Ingredients (Serves 2)
- Bunch of baby asparagus, woody ends removed
- 10 fresh scallops, cleaned and pat dry with paper towel
- 1-2 turkey bacon, prepared and crumbled
- 2 tbsp spring onion, chopped
- salt and pepper
- 2-3 tbsp oil (or butter if you do not mind the extra calories)
- 1 cup balsamic vinegar
- 1/4 cup honey
Heat grill, spray asparagus with pam/cooking oil.

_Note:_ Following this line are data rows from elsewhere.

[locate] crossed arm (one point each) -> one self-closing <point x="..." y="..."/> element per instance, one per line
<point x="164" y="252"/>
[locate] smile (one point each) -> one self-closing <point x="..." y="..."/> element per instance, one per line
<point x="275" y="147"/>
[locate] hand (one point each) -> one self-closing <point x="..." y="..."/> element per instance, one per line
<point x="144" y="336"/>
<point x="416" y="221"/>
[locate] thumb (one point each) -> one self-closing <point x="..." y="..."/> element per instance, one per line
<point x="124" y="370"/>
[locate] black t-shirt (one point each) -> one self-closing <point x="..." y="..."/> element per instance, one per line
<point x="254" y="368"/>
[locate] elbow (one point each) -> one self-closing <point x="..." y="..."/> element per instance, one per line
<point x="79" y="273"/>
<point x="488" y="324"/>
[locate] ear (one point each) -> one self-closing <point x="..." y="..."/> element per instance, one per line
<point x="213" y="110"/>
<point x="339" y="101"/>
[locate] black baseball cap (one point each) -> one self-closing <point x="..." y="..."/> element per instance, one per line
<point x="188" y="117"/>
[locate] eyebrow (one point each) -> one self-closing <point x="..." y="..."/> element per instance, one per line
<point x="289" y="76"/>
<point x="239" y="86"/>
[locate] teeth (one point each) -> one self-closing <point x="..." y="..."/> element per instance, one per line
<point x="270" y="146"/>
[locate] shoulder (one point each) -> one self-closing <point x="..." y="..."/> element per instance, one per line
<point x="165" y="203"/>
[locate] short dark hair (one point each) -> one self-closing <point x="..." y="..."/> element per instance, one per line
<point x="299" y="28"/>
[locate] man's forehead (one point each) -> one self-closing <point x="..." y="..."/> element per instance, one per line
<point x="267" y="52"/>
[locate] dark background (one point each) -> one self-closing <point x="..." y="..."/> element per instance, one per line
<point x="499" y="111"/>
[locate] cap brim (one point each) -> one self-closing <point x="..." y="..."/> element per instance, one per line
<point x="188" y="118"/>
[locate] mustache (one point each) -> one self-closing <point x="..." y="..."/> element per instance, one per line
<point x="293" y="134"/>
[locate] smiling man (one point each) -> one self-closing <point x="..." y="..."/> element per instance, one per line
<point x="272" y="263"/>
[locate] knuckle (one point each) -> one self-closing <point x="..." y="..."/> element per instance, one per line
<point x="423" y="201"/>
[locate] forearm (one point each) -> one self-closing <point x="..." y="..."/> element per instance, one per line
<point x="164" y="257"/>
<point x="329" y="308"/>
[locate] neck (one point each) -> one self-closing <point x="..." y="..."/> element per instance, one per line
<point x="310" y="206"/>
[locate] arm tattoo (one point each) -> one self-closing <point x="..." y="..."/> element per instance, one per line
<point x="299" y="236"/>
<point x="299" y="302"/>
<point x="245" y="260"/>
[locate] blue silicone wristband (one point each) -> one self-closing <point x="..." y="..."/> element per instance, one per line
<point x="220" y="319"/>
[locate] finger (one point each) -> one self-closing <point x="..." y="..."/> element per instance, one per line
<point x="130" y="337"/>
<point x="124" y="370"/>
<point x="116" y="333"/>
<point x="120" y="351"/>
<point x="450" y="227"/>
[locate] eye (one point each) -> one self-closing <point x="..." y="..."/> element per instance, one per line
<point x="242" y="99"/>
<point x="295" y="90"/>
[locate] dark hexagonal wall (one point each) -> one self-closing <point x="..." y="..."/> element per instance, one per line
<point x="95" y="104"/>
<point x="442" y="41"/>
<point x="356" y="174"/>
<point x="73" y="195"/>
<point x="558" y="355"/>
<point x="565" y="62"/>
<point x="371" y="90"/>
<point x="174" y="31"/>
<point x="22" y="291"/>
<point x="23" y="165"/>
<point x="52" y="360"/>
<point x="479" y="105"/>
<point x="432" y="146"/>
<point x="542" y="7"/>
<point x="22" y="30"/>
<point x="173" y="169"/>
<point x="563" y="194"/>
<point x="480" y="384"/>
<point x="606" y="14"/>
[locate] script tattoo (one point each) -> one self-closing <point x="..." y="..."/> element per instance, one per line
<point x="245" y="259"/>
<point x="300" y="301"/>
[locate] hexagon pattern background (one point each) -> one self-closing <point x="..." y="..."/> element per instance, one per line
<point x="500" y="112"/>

Generously season with salt and pepper.
Grill until done.
I cut them into 1/3 pieces to plate.
In a sauce pan on med heat, bring balsamic and honey to boil.
Lower heat and simmer.
Let it reduce until you get a glaze like consistency.
If it is too thick, add some hot water.
Heat pan on med high heat.
When oil starts to smoke, add your pat dry scallops.
Do not over crowd pan, and DO NOT TOUCH IT!
Let it sear for 1.5 to 2 mins on each side.
Use a tong to peek and see if the beautiful golden crust is formed.
Then flip and do the same for the other side.
Sprinkle the spring onions and turkey bacon over the scallops.
Drizzle honey balsamic glaze and serve!